Members of the Fawaqa family had been at the hospital with their newborn baby when Israeli forces demolished their home in Sur Baher, a neighborhood on the city’s fringes.

Kaamil Ahmed

JERUSALEM (AA): On the side of a hill with a sweeping view of the Israeli-occupied West Bank, near the rubble of a demolished home in a district of East Jerusalem, activists and members of the local community broke their Ramadan fasts together on Wednesday.

They gathered next to a pile of crushed stone and twisted steel — once the home of the Fawaqa family — to share a meal and their stories of Israeli bulldozers leveling Palestinian houses in occupied East Jerusalem.

Members of the Fawaqa family had been at the hospital with their newborn baby when Israeli forces demolished their home in Sur Baher, a neighborhood on the city’s fringes.

“The home was destroyed and now we can’t stay in it,” Ashraf Faqawa told Anadolu Agency, recalling the sight that met him when he returned from the hospital.

Since their home was destroyed in early May, members of the family have remained in a tent they set up next to what had once been their home.

Ashraf’s wife recalled how their three young daughters had been confused when they came back from school.

“They asked me, ‘How is there no house?’ They had left in the morning and returned to this problem. This is our situation,” she lamented.

Palestinian lawyers and activists — along with others whose homes were demolished — shared their stories at the sunset gathering, breaking their fasts with a spread made up of their own contributions and donations from local Palestinian businesses.

When the breakfast’s organizers visited Palestinian shops in East Jerusalem to tell them about the event, shopkeepers told them to take whatever they needed.
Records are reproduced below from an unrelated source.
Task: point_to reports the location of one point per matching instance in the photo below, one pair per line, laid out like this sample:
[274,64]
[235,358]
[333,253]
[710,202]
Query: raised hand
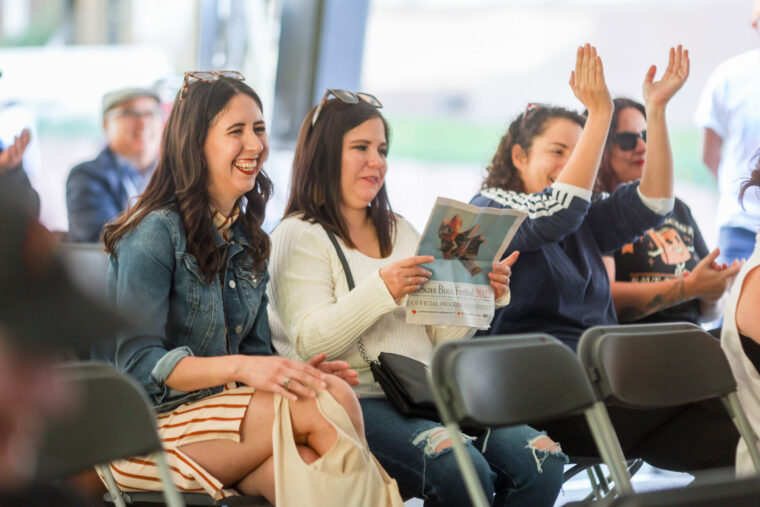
[13,154]
[658,93]
[340,369]
[288,378]
[501,273]
[406,276]
[587,80]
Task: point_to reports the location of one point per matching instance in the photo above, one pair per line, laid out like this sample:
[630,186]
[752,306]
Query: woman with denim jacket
[338,184]
[191,260]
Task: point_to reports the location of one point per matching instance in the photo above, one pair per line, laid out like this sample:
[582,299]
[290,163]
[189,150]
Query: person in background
[729,114]
[99,190]
[740,334]
[667,274]
[42,318]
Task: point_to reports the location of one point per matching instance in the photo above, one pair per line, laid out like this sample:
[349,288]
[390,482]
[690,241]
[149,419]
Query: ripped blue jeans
[512,470]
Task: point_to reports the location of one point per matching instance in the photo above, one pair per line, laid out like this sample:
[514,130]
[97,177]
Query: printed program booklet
[465,240]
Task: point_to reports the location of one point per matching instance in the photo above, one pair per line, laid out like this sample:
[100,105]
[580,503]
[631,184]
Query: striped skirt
[216,417]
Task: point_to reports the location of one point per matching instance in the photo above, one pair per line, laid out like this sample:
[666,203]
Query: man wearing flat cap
[99,190]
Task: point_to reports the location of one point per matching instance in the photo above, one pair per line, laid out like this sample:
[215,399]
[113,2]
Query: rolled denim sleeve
[140,283]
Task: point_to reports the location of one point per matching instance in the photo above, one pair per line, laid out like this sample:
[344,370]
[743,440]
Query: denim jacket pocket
[203,308]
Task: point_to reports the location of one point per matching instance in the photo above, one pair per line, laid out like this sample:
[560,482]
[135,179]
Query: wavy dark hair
[606,179]
[315,181]
[754,178]
[502,172]
[181,179]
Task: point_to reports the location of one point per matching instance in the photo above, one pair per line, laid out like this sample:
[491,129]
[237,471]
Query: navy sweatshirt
[559,284]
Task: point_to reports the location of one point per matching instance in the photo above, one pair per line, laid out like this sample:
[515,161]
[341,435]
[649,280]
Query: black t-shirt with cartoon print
[664,253]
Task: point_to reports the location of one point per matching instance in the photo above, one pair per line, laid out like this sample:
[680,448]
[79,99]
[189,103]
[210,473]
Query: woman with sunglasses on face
[191,259]
[546,164]
[338,185]
[667,274]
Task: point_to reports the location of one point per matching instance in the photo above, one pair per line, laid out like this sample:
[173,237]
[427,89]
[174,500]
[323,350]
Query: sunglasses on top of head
[627,140]
[348,98]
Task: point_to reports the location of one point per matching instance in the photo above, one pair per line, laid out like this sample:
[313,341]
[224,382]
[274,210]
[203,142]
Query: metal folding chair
[114,420]
[662,366]
[509,380]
“House demolition was the most terrible event I have gone through in my life,” said Nureddin Amro, the founder of a school for blind children in East Jerusalem’s Wadi al-Joz district, whose family was asleep when Israeli bulldozers came to their home in 2015.

“It’s a demolishing of humanity,” he said, “a demolishing of human beings, a demolishing of life.”

“My kids suffered very difficult psychological problems. They cannot forget it easily,” he added sadly.

Israel’s policy on home demolitions generally targets structures ostensibly built without construction permits, which Palestinians say are expensive and hard to come by.

Last year, the UN’s Office for the Coordination of Humanitarian Affairs recorded almost 1,100 home demolitions or seizures by Israel in the occupied West Bank and East Jerusalem.

According to the same agency, the practice has continued — at an unprecedented rate — since the beginning of 2017.